В конце 2011 года по телевидению сообщили, что Светлана Сталина умерла в США. Умерла в бедности, а главное, в полном одиночестве. А ведь у нее было трое детей, а стало быть, и внуки. Для нас, совков, она сделала немало уже самим фактом своего бегства из СССР. Книги Светланы я вспоминаю со смешанным чувством. Из них явствует, что свою дочку Сталин все же любил. А в русском языке понятие «любовь» тождественно понятию «жалость». Но ни любовь, ни жалость не вяжутся со страшным именем «Сталин».

4. Семен Николаевич

Нижеследующую историю рассказал мужу и мне Семен Николаевич Ростовский, человек чрезвычайно небанальной судьбы. Рассказал в начале 60-х. О самом Ростовском позже. Но и история, поведанная им, любопытна как один из вариантов пенитенциарных игр в нашем царстве-государстве.

Прежде чем выслушать Семена Николаевича, мы усадили его на лоджии, которая выходила на весьма оживленную улицу Дмитрия Ульянова. Таким образом, мы были не в закрытом помещении, где предполагались микрофоны. И наши голоса заглушал уличный шум. Вот как крепко у нас в костях засел страх. Хотя разговор с Ростовским был спустя лет десять после смерти Сталина, в эпоху «реабилитанса», то есть в сравнительно безопасное время.

Привожу «новеллу» С.Н. Ростовского в том виде, в каком я ее запомнила.

«Вы, наверное, знаете, что меня посадили в феврале 1953 года. И сразу же отвезли на Лубянку во внутреннюю тюрьму. Допрашивали каждую ночь. Нет, никаких избиений не было. Не было ни пыток, ни побоев. Только ругань и очень яркая лампа. Свет бил прямо в лицо. И допросы длились до утра. А спать в камере днем не разрешали.

Через несколько дней я попросил бумагу и карандаш. Мне дали и то и другое. И я начал писать записки следователю. Я писал: “Расстреляйте меня. Никаких показаний я дать не могу, поскольку ничего достойного Вашего внимания не знаю”. Да, я все время писал: “Расстреляйте меня”. И на самом деле ничего так горячо не желал, как расстрела.

Я, как вы знаете, человек здоровый и выносливый, но понимал, что пыток не выдержу.
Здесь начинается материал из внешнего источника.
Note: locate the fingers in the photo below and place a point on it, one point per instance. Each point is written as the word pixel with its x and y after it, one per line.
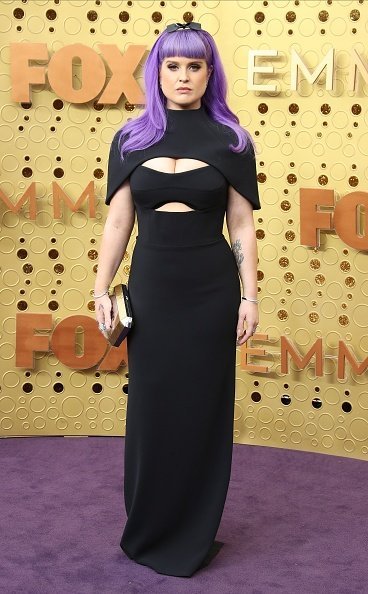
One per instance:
pixel 243 335
pixel 103 314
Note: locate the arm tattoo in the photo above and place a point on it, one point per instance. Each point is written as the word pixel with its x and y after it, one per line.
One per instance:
pixel 237 249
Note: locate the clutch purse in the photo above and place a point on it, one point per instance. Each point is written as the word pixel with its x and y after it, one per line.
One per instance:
pixel 121 315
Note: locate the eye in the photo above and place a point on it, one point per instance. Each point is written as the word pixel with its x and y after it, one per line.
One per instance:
pixel 195 66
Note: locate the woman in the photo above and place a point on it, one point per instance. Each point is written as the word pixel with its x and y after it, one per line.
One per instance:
pixel 174 167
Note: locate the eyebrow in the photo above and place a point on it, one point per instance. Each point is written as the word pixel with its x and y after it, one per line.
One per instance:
pixel 192 62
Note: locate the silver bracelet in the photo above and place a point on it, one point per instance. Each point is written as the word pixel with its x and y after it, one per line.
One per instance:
pixel 102 294
pixel 252 300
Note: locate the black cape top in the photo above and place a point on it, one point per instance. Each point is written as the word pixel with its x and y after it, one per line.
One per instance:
pixel 191 133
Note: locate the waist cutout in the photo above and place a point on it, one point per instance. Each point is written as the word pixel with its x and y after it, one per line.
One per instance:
pixel 180 229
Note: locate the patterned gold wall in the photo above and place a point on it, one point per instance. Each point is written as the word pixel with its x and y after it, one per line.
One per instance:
pixel 306 138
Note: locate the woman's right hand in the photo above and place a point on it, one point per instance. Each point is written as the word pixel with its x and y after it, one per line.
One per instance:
pixel 103 310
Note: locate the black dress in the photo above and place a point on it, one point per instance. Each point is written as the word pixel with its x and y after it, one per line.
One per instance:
pixel 185 293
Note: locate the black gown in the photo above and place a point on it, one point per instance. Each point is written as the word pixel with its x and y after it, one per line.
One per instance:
pixel 185 292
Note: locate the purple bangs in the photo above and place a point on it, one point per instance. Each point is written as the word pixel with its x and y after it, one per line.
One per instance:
pixel 149 127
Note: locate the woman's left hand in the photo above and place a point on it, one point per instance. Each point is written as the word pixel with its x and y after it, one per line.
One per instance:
pixel 248 312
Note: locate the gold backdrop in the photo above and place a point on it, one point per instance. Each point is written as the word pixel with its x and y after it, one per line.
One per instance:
pixel 57 121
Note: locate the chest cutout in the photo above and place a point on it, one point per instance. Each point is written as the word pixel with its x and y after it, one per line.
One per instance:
pixel 173 166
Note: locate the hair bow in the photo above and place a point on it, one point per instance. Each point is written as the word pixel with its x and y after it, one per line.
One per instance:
pixel 176 26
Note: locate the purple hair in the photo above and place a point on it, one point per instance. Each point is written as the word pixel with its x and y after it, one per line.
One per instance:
pixel 149 127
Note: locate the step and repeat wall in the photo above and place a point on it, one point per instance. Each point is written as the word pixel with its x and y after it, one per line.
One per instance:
pixel 71 75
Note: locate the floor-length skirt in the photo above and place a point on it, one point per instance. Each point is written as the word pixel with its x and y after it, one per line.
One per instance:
pixel 180 412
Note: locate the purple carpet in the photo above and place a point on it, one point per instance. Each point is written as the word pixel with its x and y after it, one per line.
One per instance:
pixel 294 522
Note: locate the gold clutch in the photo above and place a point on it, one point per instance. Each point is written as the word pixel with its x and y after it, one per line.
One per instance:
pixel 121 315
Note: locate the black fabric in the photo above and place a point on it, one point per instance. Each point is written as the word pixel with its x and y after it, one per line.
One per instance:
pixel 185 294
pixel 191 134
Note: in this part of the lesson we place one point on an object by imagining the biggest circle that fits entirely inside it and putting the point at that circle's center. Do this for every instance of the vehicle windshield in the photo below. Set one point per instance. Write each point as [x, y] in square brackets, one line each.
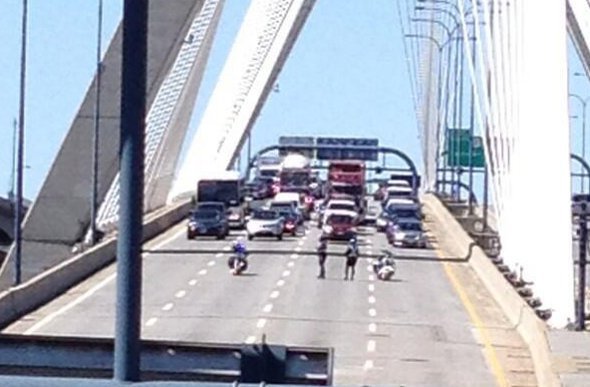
[339, 219]
[205, 215]
[268, 173]
[402, 213]
[265, 215]
[409, 226]
[341, 206]
[219, 191]
[353, 190]
[295, 178]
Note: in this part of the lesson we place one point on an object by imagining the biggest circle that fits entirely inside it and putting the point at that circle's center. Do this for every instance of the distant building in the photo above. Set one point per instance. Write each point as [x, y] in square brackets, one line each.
[7, 224]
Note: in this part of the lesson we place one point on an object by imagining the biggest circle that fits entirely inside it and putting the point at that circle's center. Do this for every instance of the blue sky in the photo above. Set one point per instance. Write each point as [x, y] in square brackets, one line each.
[346, 76]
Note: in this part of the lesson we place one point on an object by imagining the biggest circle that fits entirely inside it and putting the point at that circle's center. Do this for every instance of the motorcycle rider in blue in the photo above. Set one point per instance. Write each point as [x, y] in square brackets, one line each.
[240, 252]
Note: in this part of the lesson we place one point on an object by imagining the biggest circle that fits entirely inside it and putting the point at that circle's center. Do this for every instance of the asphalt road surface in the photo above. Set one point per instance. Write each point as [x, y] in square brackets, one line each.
[409, 331]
Сойду с ума, оговорю ни в чем не повинных людей.

Расстрел представлялся мне единственным приемлемым выходом.

Дней десять длилась эта мука. А потом меня вдруг перестали вызывать на допросы. Шли ночи, шли дни. Ночью я спал, днем вышагивал по камере и мучительно размышлял, какие страдания меня ожидают? И как к ним подготовиться? А главное, как заставить их убить меня сразу?»

На секунду прерву рассказ Ростовского. Чрезвычайно искушенный политик, он, безусловно, умственно превосходил своего следователя. По вопросам этого гэбэшника Семен Николаевич довольно скоро догадался, что его хотят использовать в деле… самого Молотова… Ростовский много лет жил в Англии, был знаком с советским послом в Лондоне Майским и, видимо, должен был фигурировать на процессе как английский шпион – связной между Майским и Молотовым. В любом случае ему грозила высшая мера. Просьба о быстрой смерти была вполне логичной…
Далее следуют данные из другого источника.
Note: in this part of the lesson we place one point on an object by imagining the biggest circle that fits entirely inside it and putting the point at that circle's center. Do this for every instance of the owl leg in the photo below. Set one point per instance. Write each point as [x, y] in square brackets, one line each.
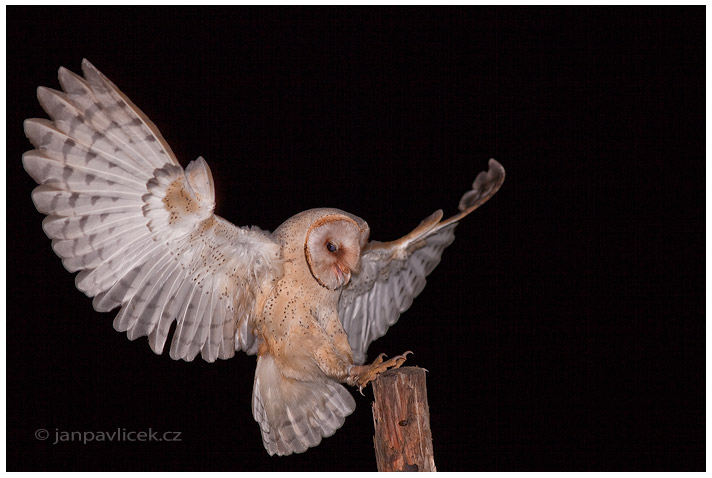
[360, 375]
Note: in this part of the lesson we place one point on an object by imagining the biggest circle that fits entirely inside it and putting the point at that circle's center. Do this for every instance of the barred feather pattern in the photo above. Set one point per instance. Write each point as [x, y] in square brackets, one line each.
[386, 287]
[139, 229]
[394, 273]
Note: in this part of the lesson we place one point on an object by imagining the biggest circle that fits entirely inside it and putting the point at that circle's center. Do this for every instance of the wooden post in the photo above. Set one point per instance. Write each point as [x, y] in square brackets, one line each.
[401, 417]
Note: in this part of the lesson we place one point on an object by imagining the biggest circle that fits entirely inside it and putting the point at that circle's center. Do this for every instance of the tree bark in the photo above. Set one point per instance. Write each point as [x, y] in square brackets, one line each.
[401, 418]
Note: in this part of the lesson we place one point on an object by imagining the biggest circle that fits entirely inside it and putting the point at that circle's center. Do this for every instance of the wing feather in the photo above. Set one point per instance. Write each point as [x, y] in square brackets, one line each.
[139, 229]
[394, 273]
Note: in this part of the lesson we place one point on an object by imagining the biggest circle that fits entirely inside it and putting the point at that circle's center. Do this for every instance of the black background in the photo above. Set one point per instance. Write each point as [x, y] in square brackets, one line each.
[564, 328]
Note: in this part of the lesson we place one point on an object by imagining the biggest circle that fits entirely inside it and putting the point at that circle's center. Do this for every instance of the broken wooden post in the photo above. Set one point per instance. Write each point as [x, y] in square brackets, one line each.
[401, 417]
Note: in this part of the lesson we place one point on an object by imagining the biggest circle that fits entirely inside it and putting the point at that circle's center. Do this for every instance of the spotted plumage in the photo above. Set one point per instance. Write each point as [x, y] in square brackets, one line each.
[308, 299]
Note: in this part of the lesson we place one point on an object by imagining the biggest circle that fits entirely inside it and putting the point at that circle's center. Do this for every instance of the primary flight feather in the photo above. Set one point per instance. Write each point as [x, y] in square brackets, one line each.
[308, 299]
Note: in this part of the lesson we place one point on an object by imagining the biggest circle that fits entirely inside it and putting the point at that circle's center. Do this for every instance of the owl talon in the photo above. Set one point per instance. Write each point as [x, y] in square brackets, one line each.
[361, 375]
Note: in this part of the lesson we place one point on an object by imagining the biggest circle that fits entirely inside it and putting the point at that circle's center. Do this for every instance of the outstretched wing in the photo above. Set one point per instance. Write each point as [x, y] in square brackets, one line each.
[141, 230]
[393, 273]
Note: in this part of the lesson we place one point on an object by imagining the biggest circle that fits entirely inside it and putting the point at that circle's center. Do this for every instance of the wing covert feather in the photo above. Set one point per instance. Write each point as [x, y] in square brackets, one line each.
[394, 273]
[139, 228]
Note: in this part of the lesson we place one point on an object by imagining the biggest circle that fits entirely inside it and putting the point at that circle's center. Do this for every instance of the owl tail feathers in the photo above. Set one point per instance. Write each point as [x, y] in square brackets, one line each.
[295, 415]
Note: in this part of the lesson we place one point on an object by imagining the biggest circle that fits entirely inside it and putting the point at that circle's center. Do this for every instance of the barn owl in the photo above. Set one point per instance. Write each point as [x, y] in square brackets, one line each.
[307, 299]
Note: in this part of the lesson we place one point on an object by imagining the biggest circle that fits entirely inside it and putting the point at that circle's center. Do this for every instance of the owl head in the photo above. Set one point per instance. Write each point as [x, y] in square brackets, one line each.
[331, 243]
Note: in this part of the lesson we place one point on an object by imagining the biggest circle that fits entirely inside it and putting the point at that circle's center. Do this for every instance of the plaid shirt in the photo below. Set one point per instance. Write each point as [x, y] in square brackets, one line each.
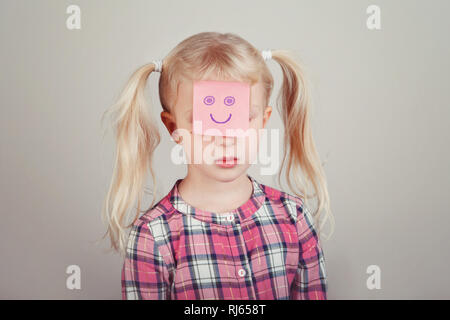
[266, 249]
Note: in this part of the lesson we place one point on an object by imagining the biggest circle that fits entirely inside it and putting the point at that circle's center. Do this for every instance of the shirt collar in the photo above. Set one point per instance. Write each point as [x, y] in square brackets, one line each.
[239, 214]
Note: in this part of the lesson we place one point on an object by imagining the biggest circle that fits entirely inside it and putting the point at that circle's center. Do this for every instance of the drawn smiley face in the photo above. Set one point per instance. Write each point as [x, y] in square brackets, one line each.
[220, 105]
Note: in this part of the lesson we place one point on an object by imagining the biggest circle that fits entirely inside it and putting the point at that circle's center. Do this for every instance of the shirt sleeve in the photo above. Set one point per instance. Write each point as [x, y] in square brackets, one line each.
[144, 274]
[310, 282]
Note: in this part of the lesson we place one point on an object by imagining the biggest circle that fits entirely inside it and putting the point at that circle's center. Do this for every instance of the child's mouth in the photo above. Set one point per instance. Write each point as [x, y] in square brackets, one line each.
[227, 162]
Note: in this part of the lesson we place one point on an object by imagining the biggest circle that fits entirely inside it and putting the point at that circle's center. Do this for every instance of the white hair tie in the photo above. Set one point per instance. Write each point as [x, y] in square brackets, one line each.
[158, 65]
[267, 54]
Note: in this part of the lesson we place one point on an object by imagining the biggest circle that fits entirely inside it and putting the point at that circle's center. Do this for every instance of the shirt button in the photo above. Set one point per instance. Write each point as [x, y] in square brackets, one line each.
[242, 272]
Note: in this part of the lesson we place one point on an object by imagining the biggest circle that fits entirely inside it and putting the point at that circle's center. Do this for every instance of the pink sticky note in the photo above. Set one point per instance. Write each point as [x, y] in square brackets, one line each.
[222, 106]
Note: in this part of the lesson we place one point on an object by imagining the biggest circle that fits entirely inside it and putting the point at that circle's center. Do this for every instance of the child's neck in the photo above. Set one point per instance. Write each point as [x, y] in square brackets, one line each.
[209, 194]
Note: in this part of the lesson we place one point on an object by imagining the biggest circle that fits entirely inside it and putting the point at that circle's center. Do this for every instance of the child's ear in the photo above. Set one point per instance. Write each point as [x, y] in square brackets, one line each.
[267, 113]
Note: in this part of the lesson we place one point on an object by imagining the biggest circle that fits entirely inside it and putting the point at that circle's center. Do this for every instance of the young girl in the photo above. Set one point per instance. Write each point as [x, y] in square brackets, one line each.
[219, 233]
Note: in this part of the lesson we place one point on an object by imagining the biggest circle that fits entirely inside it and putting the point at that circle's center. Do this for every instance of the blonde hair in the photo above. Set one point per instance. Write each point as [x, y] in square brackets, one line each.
[226, 56]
Продолжаю рассказ Ростовского: «Итак, меня больше не допрашивали. По моим расчетам, месяц. Потом опять появился конвойный и привел меня в ту же комнату. Только следователь был другой и проклятую лампу не включали. Незнакомый следователь вежливо предложил сесть, а сам довольно долго листал какие-то бумаги. Все это время меня сотрясала дрожь. Я решил, что сейчас начнется нечто ужасное. И слова следователя: “А теперь говорите правду. Только правду” – показались мне зловещими: что я мог ответить? Ведь я все время говорил правду. И я взмолился:

– Расстреляйте меня.

Долго бился со мной следователь. Но я стоял на своем. Прошло несколько дней, меня вызывали снова и снова. Однако диалог не менялся: следователь просил говорить правду, я молил о расстреле…
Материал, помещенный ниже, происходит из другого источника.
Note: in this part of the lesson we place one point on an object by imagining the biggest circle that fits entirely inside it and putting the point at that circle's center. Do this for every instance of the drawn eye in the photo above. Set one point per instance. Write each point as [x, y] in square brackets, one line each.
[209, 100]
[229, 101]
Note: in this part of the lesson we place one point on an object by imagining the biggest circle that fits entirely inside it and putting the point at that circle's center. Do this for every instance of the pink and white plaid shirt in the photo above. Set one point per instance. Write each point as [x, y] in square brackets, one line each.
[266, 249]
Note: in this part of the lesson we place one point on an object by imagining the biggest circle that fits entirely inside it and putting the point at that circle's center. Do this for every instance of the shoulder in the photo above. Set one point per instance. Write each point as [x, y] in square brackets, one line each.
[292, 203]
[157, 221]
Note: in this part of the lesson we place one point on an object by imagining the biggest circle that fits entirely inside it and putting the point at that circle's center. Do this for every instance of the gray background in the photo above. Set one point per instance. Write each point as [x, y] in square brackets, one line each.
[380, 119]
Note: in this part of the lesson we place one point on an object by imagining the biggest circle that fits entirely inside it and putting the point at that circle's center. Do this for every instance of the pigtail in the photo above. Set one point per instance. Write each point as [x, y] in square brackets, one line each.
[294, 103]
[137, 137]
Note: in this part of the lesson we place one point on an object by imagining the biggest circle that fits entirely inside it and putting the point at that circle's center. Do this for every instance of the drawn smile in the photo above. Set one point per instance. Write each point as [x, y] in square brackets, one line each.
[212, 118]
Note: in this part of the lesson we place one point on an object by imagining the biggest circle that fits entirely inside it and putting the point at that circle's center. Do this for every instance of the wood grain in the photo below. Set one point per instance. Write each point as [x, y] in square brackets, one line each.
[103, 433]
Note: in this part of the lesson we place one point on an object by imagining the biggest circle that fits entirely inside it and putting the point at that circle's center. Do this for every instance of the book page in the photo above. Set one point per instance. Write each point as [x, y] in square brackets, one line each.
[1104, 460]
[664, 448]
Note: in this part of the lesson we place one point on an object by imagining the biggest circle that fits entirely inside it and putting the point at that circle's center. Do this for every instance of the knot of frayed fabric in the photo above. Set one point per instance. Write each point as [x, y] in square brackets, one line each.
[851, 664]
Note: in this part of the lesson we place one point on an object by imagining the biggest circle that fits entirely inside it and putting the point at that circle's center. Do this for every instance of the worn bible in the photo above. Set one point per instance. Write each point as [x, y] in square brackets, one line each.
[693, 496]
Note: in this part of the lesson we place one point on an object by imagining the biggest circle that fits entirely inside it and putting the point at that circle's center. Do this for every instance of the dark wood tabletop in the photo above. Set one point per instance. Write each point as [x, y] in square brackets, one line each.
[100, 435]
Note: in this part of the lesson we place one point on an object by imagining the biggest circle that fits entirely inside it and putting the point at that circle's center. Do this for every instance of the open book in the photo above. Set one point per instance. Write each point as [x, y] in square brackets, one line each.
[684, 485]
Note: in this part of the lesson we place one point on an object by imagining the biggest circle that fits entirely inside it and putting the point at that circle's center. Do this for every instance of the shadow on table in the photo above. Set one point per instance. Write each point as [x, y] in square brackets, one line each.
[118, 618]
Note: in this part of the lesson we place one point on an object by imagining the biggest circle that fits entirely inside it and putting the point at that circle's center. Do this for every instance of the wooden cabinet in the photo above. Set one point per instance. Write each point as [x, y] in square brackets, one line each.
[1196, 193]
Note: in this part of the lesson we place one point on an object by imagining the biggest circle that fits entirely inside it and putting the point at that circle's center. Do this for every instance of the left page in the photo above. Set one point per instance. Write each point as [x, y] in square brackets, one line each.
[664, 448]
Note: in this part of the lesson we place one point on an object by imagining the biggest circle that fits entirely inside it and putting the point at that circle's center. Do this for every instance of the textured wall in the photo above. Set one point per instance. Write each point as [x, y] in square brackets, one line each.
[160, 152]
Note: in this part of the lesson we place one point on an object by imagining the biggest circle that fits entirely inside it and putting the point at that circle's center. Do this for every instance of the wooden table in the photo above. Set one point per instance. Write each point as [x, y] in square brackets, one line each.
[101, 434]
И вдруг следователя осенило, и он сказал:

– Вы знаете, что Сталин умер?

Тюрьма на Лубянке была совершенно отрезана от мира. Я существовал в вакууме. Вопрос следователя поначалу испугал меня, но потом в моей голове что-то забрезжило. Следователь дал мне почитать газеты. И я поверил, что Сталина нет и что я выйду на свободу… Через короткое время меня отпустили».

А теперь о самом Семене Николаевиче Ростовском. Имя, отчество и фамилия этого человека выдуманы. Только после того как он умер, мы с мужем – и то случайно – узнали его настоящую фамилию – Хентов138. А звали его Леонид Аркадьевич. Ну пусть Ростовский. Но зачем менять имя и отчество «Леонид Аркадьевич» на «Семен Николаевич»? А может, и «Леонид Аркадьевич» – тоже выдумка? Непостижим для меня этот страх профессионалов-революционеров-коминтерновцев или профессионалов-разведчиков (черт их разберет!) перед собственной идентичностью. Какое-то сверхъестественное желание быть не тем, кто ты есть на самом деле. Не самим собой. В книге К. Хенкина «Охотник вверх ногами» я прочла, что полковник Абель, как писали на Западе, «один из величайших шпионов XX века», был не Рудольф Иванович Абель, а немец Вильям Генрихович Фишер. Но он так и похоронен под именем Абель.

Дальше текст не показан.